Todas las leyes que cumplimos tan diligentemente cuando estamos en tierra ajena, parecen perder el sentido y el valor cuando volvemos a pisar nuestra amada isla, de la que tan orgullosos nos sentimos. Si hay que cruzar la calle, se cruza por donde estés cuando se te antoja cruzar. ¿Llegar a la esquina, esperar el semáforo, cruzar y devolverte si es necesario? Eso no procede aquí. Esperar a que esté en rojo para los vehículos y verde para los peatones es una pérdida de tiempo, mejor probar suerte y quizá provocar un accidente que esperar los segundos hasta que cambie el semáforo. ¿La policía te paró? Si andas con algo de efectivo, probablemente resuelves rápido, a menos que hayan cambiado al general recientemente. En ese caso, no habrá efectivo que valga, porque las primeras semanas hay que “dar el ejemplo”, pero tranquilo, Bobby, que todo pasa, hasta la fiebre del cumplimiento.

Beber y manejar es tan aceptado que tenemos más de un establecimiento con drive-thru de bebidas. ¿Hacer fila sin intentar que te den trato preferencial o te adelanten? Quizá, pero nunca se pierde nada intentándolo, ¿no? Irse en rojo, o meterse en vía contraria es el pan de cada día. Si se llega al extremo de que te ves en un destacamento, y tienes la suerte de tener algún amigo con influencias, no hay que desesperarse, que es cuestión de minutos antes de que estés de vuelta en la calle realizando las diligencias que te faltan. ¿Establecimientos con límite de horario que siguen funcionando luego de “cerrar” porque uno de los socios es hijo del Mesías (cuyos vientos soplan)? ¡Por supuesto!, y para que no te aburras, puedes fumar adentro.

¿Calles de dos carriles que se convierten en uno porque hay dos filas de autos estacionados a pesar de la acera pintada de amarillo brillante? Donde quiera. ¿Dirigirse a una figura política aún dentro de los límites de lo que permite la ley? Pero, ¿y cómo, si por algo tan sencillo como tratar de ponerle un brazalete de papel en una actividad de colegio te pueden “poner en tu puesto” adentro de una de sus jeepetas? Y la basura se echa en el sitio donde usted quiere deshacerse de ella, y punto. Ese zafacón que está en la esquina es como si estuviera en Saturno.

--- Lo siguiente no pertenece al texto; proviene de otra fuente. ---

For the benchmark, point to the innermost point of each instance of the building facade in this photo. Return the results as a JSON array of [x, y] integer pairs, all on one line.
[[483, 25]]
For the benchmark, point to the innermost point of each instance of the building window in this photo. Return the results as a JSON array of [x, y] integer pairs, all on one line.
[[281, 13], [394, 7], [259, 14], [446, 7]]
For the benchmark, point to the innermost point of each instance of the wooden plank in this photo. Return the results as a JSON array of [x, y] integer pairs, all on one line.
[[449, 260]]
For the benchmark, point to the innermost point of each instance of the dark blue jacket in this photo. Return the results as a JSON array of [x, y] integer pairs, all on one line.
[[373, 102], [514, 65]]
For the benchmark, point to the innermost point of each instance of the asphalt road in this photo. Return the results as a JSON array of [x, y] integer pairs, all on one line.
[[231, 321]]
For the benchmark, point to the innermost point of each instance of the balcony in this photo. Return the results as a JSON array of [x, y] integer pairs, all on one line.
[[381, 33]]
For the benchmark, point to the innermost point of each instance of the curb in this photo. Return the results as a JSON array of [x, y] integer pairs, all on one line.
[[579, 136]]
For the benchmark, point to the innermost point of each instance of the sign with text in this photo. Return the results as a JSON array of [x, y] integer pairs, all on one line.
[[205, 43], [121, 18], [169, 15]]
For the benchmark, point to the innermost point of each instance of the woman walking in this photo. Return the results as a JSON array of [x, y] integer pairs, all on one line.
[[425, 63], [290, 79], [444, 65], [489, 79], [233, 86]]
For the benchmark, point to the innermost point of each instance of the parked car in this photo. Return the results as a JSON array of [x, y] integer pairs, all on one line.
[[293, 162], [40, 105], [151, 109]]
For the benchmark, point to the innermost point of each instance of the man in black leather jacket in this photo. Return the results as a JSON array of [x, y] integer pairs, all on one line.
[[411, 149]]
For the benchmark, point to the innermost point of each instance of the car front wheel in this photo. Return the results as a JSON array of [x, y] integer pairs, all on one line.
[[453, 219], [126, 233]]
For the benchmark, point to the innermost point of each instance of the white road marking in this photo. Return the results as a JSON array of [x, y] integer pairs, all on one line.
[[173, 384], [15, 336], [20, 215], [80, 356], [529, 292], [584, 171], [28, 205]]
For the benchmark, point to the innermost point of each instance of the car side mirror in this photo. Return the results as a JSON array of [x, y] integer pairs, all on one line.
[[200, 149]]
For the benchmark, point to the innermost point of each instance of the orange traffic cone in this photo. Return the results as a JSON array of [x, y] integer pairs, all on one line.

Quizá el aire de fuera tiene algún componente especial que nos hace portarnos mejor, pero la diferencia es notable. Y son esas pequeñas cosas, esas leyes que deben regular el diario vivir, que elegimos ignorar ya por costumbre, las que podrían ser el principio de un cambio hacia una sociedad un poco más organizada y eficiente. No podemos pedir a otros que respeten nuestras leyes si somos los primeros en romperlas. Cumplirlas implica a veces durar más tiempo para llegar, pagar multas, discutir con un policía que pudo cometer un error, y más situaciones que no son agradables, pero a fin de cuentas, ese esfuerzo extra puede ser la diferencia entre caos y orden.

Nuestra identidad, nuestra dominicanidad, no debería incluir la falta de respeto rutinaria a las medidas que mantienen (o tratan de mantener) el orden. ¿Qué nos cuesta comportarnos en nuestro propio país como nos comportamos cuando visitamos el país de otros? ¿Respetamos casa ajena y no la propia? ¿Por qué cuando visitamos el extranjero, somos ciudadanos ejemplares, pero cuando volvemos aquí, esa conducta se convierte en sinónimo de “pendejo”?